Are your namespaces in the same position in the aerospike.conf on the newer nodes?

Is this a mesh or multicast configured cluster?


#5

Older ones don’t have new nodes IPs and new ones has (older one & new node) IPs. Other than that rest are the same. Also older one has another NS, that is not required on new nodes. So ignored that namespace block in new nodes.


#6

That is the issue! On the older version the namespace count and position have to match!


#7

You mean I should have all Namespaces to new ones?


#8

If that is the case. Can I shut down now? And re-do it with adding left out namespace as well? Is the new cluster is in safe state? I will take backup of old. Then rm -f dat file on new guys and then add entries of both NS and then start new nodes. Is this approach is good?


#9

Correct! namespace position and namepace number have to be the same. I the version you have adding a namespace requires a cluster shutdown.

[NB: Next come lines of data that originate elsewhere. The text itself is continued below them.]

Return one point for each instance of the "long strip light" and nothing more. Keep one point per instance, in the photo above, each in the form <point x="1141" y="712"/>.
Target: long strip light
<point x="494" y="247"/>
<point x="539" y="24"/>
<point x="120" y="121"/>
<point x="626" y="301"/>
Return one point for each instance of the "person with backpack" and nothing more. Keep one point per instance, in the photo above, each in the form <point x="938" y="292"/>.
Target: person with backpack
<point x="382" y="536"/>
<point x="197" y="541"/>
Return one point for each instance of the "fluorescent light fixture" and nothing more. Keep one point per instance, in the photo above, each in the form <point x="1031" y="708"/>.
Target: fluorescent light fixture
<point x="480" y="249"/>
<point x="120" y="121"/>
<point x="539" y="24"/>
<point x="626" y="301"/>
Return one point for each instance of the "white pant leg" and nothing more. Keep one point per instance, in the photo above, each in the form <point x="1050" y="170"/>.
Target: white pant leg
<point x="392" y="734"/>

This has changed in newer versions.

I think the steps could be ,

-Take a backup.

-Shutdown the cluster

-Fix config to be similar in terms of namespaces

-Restart the cluster.

I don’t believe you need to rm any storage files.


#10

-Take a backup. (FROM Current AS data nodes)

-Shutdown the cluster (On NEW nodata nodes)

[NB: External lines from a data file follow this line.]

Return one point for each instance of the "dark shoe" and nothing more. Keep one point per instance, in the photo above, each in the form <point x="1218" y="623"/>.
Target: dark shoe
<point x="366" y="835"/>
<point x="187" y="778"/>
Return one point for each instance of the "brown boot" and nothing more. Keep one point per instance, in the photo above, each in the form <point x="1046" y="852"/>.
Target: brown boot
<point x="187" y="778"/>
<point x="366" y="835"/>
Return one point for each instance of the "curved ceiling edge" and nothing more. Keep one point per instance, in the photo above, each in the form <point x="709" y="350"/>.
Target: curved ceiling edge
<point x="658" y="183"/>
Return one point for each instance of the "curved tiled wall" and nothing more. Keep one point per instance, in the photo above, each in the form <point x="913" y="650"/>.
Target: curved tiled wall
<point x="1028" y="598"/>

-Fix config to be similar in terms of namespaces (On NEW nodata nodes)

-Restart the cluster. (On NEW nodata nodes)


#11

correct! that should work! Backup is not really needed, but its always good practice!


#12

While running backup - 2018-03-08 21:38:40 GMT [ERR] [15949] Error while running node scan for BB998C054005452 - code 7: AEROSPIKE_ERR_CLUSTER_CHANGE at src/main/aerospike/aerospike_scan.c:190


#13

Ah yes you are doing a backup during a cluster change.

Please see:

asbackup does have a flag that allows for this.


#14

I removed the arguement - --no-cluster-change . Its going on. Do you think apps are not responding to their GETS at this moment?


#15

Above steps are done. Migrations are kicking in . Happy to see myself now. :wink: Thanks all, you guys are really helpful when needed.


#16

I see that from 3.13.3 onwards it supports certain nodes only to have one namespace.